3: Vintage Harmonics. This section uses selective 2:1 compression below a user-defined threshold for both the mid-range and high frequencies. You can use this to add density and sparkle to a sound, rather like playing a Dolby A tape back with the Dolby switch turned off. Because the thresholds in the two frequency bands are variable, you can be as subtle (or otherwise) as you like, and the circuitry is designed so that no gain loss is suffered due to the use of compression — below-threshold signals are lifted rather than above-threshold signals being attenuated. Used with the Depth switch engaged, the degree of enhancement is more pronounced, and the effect may be switched before or after the compressor. Two meters show the gain boost in the two separate bands, and a bypass button is provided.
4: Optical Compressor. Unlike vintage optical compressor designs, this one has a very fast response time, but still appears to retain some of the control law non-linearities that make optical compressors sound musical. The control system has been simplified so that there are rotary controls only for threshold, release time and make-up gain. The compressor may be sited before or after the EQ and features two ratio settings and two attack time settings, both accessed by switches.
5: Tube Sound. This simulation of valve overdrive features variable drive and an indicator LED which shows how much drive is being applied to the harmonic generation circuitry. The Tone control allows the added harmonics to be progressively confined, down to 4.5kHz, when a warmer, smoother tonality is required.

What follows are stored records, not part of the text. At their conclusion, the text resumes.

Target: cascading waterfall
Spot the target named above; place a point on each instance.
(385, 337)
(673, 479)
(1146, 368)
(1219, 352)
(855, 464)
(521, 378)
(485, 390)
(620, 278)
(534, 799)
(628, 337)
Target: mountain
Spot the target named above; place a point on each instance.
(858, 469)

6: Voice-optimised EQ: this is a four-section equaliser with two unorthodox mid-range controls. The Breath control affects the very high frequencies that create the sense of 'air' around a sound, while Warmth deals with the low range of the voice, rather than the traditional bass register. The Mid control is designed to address the part of the vocal spectrum associated with clarity, while Absence allows harshness in the 3.9kHz range to be notched out.
7: De-esser. A process for singers who suffer from overly emphasised 'S' and 'T' sounds. This version notches out only the offending frequencies and so has fewer side-effects than one that affects a wide band of frequencies. The only controls are for cut frequency and threshold. The Listen button monitors the de-esser side-chain, making it easy to use the Frequency control to home in on the problem sibilance.
8: Zero-latency Monitoring. These facilities allow the performer to hear the 'live' signal from the Voicemaster Pro mixed with the soundcard monitor out and with an optional vocal effect, such as reverb. This avoids the distraction of listening to your voice in the headphones delayed by the computer's latency.
9: Output Section. A large level meter reads peak levels and shows digital full scale at its maximum point. When working with +4dBu analogue equipment, 0dBFS corresponds to around +22dBu, as this is the highest level most serious audio interfaces and soundcards expect to see. A master bypass switch defeats all the processing sections, and an ADC Lock LED shows when the internal A-D converter is locking to an external word clock source.
The Voicemaster Pro is capable of clean, quiet amplification, or it can be used to radically reshape a sound via its various processing sections. In the context of voice recording, this means you can create a useful range of vocal characters without having to switch microphones. In particular, there's plenty of control over low-end warmth and high-end air and sizzle, while the compressor evens things out and makes vocals sound more confident. The only section I have any reservations about is the expander, and then only when used with noisy sounds that might have a very slow decay, such as guitar. It works fine on vocals and is certainly a lot kinder to the sound than a regular gate.
Given its extremely attractive UK price, its diverse processing abilities and the option of fitting an affordable digital output card, the Voicemaster Pro has to be seen as great value. It's by no means the only good, affordable recording channel out there, but it certainly deserves its place on anyone's short list.